Turkey is home to some 4.5 million Syrian migrants who fled the civil war, which has been ongoing since 2011 when Bashar Assad's regime brutally repressed peaceful calls for democracy. Sharing a 911-kilometer border with its southern neighbor, Turkey has repeatedly proposed establishing a safe zone in northern Syria to stop further refugee influxes into its own territory and into Europe, and to relocate Syrians living in migrant camps in Turkey while providing conditions allowing others to return.

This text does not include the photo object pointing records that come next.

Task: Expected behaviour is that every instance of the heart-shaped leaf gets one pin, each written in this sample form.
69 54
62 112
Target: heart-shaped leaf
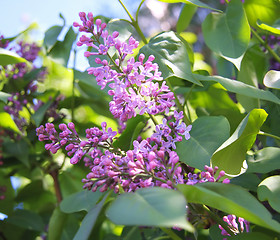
231 155
171 55
228 34
269 190
207 134
272 79
150 207
231 199
84 200
264 160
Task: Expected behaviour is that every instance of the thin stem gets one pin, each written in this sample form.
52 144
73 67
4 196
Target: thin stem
180 107
128 13
269 135
170 233
134 22
58 193
186 99
138 9
269 49
218 220
73 88
153 119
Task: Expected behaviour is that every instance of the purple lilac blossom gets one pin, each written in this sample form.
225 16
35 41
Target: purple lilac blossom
132 82
151 162
234 226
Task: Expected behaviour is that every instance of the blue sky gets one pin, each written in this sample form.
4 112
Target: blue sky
16 15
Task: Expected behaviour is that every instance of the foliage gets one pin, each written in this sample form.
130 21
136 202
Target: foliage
166 145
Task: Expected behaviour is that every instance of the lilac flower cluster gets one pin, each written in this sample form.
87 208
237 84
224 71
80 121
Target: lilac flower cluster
28 51
274 43
3 189
132 82
151 162
3 42
26 97
234 226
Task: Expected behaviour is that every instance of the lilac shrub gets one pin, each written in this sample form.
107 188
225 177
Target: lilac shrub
26 97
134 86
131 82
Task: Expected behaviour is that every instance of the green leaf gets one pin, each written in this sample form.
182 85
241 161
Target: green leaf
230 199
8 123
251 72
269 190
240 88
275 29
249 181
56 224
8 203
150 207
251 236
131 132
265 11
89 221
272 79
264 160
26 219
51 36
185 17
231 155
124 28
84 200
171 55
4 97
228 34
207 134
61 50
18 149
88 84
8 57
196 3
38 116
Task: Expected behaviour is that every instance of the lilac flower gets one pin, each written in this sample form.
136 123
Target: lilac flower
131 82
234 226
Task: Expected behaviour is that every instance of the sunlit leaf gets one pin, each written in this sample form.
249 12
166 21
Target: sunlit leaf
232 153
51 36
26 219
228 34
230 199
171 55
196 3
4 96
239 87
265 11
272 79
89 221
9 57
150 207
207 135
269 190
61 50
264 160
56 224
275 29
84 200
131 132
8 123
185 17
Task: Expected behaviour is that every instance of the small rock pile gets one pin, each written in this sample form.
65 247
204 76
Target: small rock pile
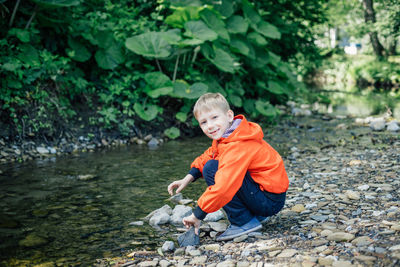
342 208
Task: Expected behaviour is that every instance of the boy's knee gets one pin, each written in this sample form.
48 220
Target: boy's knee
209 170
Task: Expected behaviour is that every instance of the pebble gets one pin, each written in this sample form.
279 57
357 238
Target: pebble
342 205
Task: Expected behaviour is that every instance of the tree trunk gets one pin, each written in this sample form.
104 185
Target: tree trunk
392 48
369 15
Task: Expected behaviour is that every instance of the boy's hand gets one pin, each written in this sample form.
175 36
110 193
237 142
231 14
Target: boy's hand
180 184
192 221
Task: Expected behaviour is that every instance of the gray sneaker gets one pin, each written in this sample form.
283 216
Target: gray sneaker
234 231
263 219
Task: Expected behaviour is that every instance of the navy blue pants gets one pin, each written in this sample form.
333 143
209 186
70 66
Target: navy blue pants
249 201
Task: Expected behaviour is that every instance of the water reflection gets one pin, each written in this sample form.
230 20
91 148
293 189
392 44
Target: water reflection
362 103
71 209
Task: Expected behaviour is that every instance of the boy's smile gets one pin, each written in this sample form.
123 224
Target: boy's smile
214 123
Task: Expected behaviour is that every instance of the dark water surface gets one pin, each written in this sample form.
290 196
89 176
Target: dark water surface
74 209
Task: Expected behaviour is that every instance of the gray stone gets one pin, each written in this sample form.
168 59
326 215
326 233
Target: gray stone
42 150
340 237
215 216
287 253
377 124
153 143
189 238
168 246
217 226
393 126
178 213
362 241
396 247
176 198
164 263
199 260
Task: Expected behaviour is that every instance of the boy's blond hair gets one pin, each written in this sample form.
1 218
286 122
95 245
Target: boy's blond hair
210 101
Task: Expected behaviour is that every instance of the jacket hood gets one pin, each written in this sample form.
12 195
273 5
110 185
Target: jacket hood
245 131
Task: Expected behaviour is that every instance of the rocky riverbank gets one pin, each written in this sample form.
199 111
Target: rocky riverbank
32 149
342 208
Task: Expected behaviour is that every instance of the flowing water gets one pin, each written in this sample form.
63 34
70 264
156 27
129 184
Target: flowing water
74 209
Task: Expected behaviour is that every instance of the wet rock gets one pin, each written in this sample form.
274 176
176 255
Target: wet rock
298 208
32 240
189 238
42 150
218 226
160 216
152 263
211 247
215 216
178 213
340 237
287 253
136 223
153 143
362 241
168 246
86 177
395 248
199 260
353 195
393 126
176 198
377 124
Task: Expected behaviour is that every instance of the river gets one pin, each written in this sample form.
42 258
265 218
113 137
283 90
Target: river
72 210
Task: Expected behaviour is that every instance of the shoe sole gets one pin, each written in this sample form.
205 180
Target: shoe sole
225 238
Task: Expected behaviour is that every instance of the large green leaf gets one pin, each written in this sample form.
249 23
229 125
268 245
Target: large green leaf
276 88
147 112
237 24
235 100
173 36
274 59
225 7
250 13
172 132
198 30
182 15
240 46
183 90
57 3
273 87
191 42
29 55
158 84
222 60
257 39
183 3
22 35
261 57
266 109
104 39
109 58
181 116
215 23
151 44
78 51
268 30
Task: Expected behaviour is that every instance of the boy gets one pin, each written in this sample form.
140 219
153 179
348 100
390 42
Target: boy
245 175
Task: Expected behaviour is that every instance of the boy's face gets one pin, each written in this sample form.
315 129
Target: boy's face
215 122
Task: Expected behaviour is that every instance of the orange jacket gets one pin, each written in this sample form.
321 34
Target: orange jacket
244 150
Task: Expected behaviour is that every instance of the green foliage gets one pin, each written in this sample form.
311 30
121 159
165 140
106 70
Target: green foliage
172 132
124 63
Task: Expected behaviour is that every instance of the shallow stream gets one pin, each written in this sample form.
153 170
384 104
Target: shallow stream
74 209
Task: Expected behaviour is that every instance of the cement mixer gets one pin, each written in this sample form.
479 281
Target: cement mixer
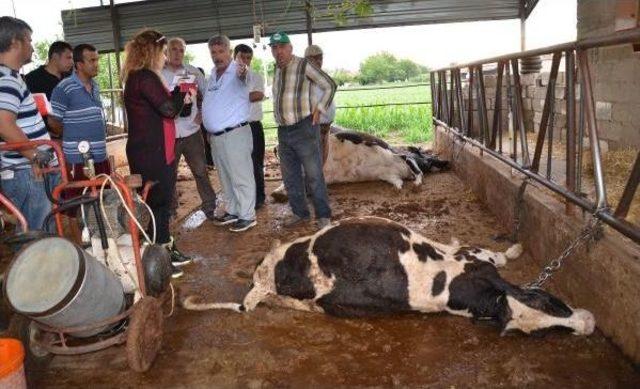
73 301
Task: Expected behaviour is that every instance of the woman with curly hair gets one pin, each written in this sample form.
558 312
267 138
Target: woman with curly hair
151 108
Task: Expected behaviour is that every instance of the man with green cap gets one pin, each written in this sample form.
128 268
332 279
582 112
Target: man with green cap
297 116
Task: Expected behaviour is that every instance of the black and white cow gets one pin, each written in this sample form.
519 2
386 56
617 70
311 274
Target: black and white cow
357 157
371 266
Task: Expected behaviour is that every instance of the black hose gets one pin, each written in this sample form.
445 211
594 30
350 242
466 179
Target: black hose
66 205
101 229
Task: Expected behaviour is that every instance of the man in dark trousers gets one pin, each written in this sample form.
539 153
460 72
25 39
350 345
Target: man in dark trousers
46 77
298 116
244 54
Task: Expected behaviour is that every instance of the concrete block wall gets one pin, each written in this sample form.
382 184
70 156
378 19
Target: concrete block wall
615 76
617 107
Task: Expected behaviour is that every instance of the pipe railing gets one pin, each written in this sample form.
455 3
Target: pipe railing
449 109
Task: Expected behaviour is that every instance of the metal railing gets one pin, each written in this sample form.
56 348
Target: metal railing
113 107
449 111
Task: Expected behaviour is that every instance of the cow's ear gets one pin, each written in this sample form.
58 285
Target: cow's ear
275 244
503 314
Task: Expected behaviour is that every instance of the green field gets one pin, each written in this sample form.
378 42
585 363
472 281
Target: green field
398 124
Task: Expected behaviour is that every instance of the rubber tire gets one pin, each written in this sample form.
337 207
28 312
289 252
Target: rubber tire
144 335
36 360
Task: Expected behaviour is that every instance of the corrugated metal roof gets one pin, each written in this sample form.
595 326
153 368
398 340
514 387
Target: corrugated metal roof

The governorate announced in July that Syrian refugees without registration with authorities or registered elsewhere in Turkey would be sent back to Turkish the provinces they arrived from as the refugee population in Turkey's most populated city swelled. In a statement in July, the governorate announced that there were 1,069,860 registered foreigners in Istanbul, made up of 522,381 foreigners with residence permits and 547,479 Syrians under temporary protection status. This constitutes one-fifteenth of the population of Turkey's economic and cultural population, as the Turkish Statistical Institute (Turkstat) figures as of December 2018 put the megacity's population at 15,029,231. Syrians without temporary protection status and without registry and proper identification are being transferred to determined provinces according to a directive of the Ministry of Interior, the statement said, adding that Istanbul is closed to further registration for temporary protection status. Accordingly, a deadline of Aug. 20, 2019, had been set for foreigners of Syrian nationality in Istanbul registered in another province.
Foreign nationals with legal rights to reside in Istanbul should keep their passports and/or their temporary protection identity cards on them at all times to be presented to security forces during routine checks, the governorate said.
The announcement came at a time when issues related to Syrian refugees and their future in the country are at the forefront of Turkish public opinion and the political scene.